Table 1 CD patient characteristics for Figure 6

Microarray data analysis. Microarray raw data was analyzed using Bioconductor tools in R (www.r-project.org). The robust multiarray average algorithm was applied to Affymetrix raw data files to normalize them, resulting in a log 2 expression value for each probe set. Differential expression analysis was assessed by using linear models for microarray data, based on empirical Bayes moderated t-statistics for selected probes. To correct for multiple testing, the false discovery rate was estimated from P-values derived from the moderated t-statistics using the method of Benjamini and Hochberg. Genes were considered significantly up- or downregulated if they had a P-value <0.05 and at least a 1.5-fold variation in mean expression (log 2 FC>|0.5849|).

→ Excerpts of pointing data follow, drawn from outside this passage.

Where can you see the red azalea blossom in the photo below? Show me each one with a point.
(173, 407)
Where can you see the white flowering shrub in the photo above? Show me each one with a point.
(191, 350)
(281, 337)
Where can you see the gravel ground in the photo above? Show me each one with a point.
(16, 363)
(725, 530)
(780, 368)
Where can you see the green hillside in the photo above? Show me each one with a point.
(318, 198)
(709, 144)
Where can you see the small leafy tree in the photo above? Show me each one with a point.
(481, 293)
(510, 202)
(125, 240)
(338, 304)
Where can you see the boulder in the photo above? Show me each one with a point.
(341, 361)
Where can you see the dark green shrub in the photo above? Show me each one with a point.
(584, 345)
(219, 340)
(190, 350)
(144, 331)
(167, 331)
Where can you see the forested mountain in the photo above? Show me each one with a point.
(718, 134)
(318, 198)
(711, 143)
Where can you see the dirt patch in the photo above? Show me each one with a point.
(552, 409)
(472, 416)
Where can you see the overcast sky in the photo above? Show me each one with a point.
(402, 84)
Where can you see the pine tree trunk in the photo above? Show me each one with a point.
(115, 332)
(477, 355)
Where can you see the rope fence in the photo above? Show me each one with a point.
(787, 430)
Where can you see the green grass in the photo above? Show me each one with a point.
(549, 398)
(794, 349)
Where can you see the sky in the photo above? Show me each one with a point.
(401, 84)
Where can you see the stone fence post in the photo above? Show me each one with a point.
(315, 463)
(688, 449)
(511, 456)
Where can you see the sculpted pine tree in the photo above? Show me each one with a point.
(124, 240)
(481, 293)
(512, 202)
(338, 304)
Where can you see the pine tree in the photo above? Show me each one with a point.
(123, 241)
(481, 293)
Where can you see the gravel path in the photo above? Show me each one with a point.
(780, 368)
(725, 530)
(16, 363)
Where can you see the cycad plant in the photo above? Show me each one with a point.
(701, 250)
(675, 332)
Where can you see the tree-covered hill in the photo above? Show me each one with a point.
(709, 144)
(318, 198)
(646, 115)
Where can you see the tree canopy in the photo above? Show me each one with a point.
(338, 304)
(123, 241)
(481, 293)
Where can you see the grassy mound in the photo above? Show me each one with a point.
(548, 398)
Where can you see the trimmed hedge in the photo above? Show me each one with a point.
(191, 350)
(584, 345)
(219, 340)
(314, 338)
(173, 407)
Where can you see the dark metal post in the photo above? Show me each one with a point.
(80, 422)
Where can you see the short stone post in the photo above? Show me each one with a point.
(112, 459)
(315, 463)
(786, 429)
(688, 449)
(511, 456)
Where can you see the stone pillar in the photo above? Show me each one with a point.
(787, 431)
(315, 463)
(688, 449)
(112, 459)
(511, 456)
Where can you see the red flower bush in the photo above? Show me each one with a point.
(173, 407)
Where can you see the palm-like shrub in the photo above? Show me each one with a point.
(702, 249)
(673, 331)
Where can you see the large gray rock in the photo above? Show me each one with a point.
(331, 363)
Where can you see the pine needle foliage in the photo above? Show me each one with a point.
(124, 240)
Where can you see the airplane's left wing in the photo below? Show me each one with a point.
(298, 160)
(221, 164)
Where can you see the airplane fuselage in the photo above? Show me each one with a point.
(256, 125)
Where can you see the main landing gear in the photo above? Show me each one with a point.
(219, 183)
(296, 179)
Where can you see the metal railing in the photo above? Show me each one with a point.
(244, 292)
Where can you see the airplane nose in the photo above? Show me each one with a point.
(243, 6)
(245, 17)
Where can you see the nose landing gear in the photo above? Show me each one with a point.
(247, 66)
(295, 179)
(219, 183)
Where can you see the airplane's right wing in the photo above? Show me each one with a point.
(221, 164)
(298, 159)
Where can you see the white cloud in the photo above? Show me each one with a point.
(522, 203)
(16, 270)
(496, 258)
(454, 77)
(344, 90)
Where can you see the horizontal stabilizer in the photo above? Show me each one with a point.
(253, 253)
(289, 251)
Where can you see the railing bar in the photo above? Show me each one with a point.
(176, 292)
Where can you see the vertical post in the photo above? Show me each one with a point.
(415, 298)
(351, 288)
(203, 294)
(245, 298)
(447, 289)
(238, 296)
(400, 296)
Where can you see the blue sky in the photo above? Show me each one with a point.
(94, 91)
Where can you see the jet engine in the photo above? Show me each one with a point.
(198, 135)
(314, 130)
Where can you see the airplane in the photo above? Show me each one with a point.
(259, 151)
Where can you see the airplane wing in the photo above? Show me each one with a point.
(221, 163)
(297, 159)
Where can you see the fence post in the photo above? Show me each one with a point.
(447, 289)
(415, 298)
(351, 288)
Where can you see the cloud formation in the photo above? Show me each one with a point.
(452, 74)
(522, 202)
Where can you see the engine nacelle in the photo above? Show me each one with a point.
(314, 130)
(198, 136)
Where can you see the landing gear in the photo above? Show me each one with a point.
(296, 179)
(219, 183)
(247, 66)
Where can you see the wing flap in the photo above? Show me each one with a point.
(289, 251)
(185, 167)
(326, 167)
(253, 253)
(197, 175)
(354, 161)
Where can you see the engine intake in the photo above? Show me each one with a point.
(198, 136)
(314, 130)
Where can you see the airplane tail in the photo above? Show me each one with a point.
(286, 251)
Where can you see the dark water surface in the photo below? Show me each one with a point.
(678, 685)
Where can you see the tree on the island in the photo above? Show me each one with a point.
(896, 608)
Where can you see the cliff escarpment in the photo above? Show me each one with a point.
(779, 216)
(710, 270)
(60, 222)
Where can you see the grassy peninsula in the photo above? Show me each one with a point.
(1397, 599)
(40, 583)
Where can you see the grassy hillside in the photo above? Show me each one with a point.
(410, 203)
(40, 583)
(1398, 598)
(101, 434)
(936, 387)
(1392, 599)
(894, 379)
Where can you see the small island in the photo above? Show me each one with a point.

qPCR of CD patient biopsies. This study was approved by the Clinical Research Ethics Committee of the Cork Teaching Hospitals and patient recruitment was between October 2008 and October 2012. Informed consent was obtained from all research participants. A single gastroenterologist was responsible for assessment of the IBD patients (FS). Biopsies were taken from a predefined and consistent location immediately proximal to the junction of the sigmoid colon and rectum. For RNA analysis, a single biopsy was immediately placed and stored overnight in RNALater (Ambion, Poole, Dorset, UK) at 4 °C. Following overnight saturation, the biopsies were placed in fresh RNALater and stored at −80 °C. Total RNA was isolated from sigmoidal biopsies using the mirVana miRNA Isolation Kit (Ambion, Foster City, CA). cDNA was synthesized using 1 μg total RNA. All PCR reactions were performed in duplicate using TaqMan assays (Applied Biosystems, Life Technologies, Foster City, CA) in 384-well plates on the LightCycler 480 system (Roche Applied Science, Indianapolis, IN). Statistical significance was determined with one-way analysis of variance with post hoc analysis. All statistical tests were performed using commercially available statistic software (GraphPad Software, La Jolla, CA). Data are represented by mean±s.e.m., unless otherwise stated. P-values of <0.05 were considered significant (*P<0.05, **P<0.01, and ***P<0.001).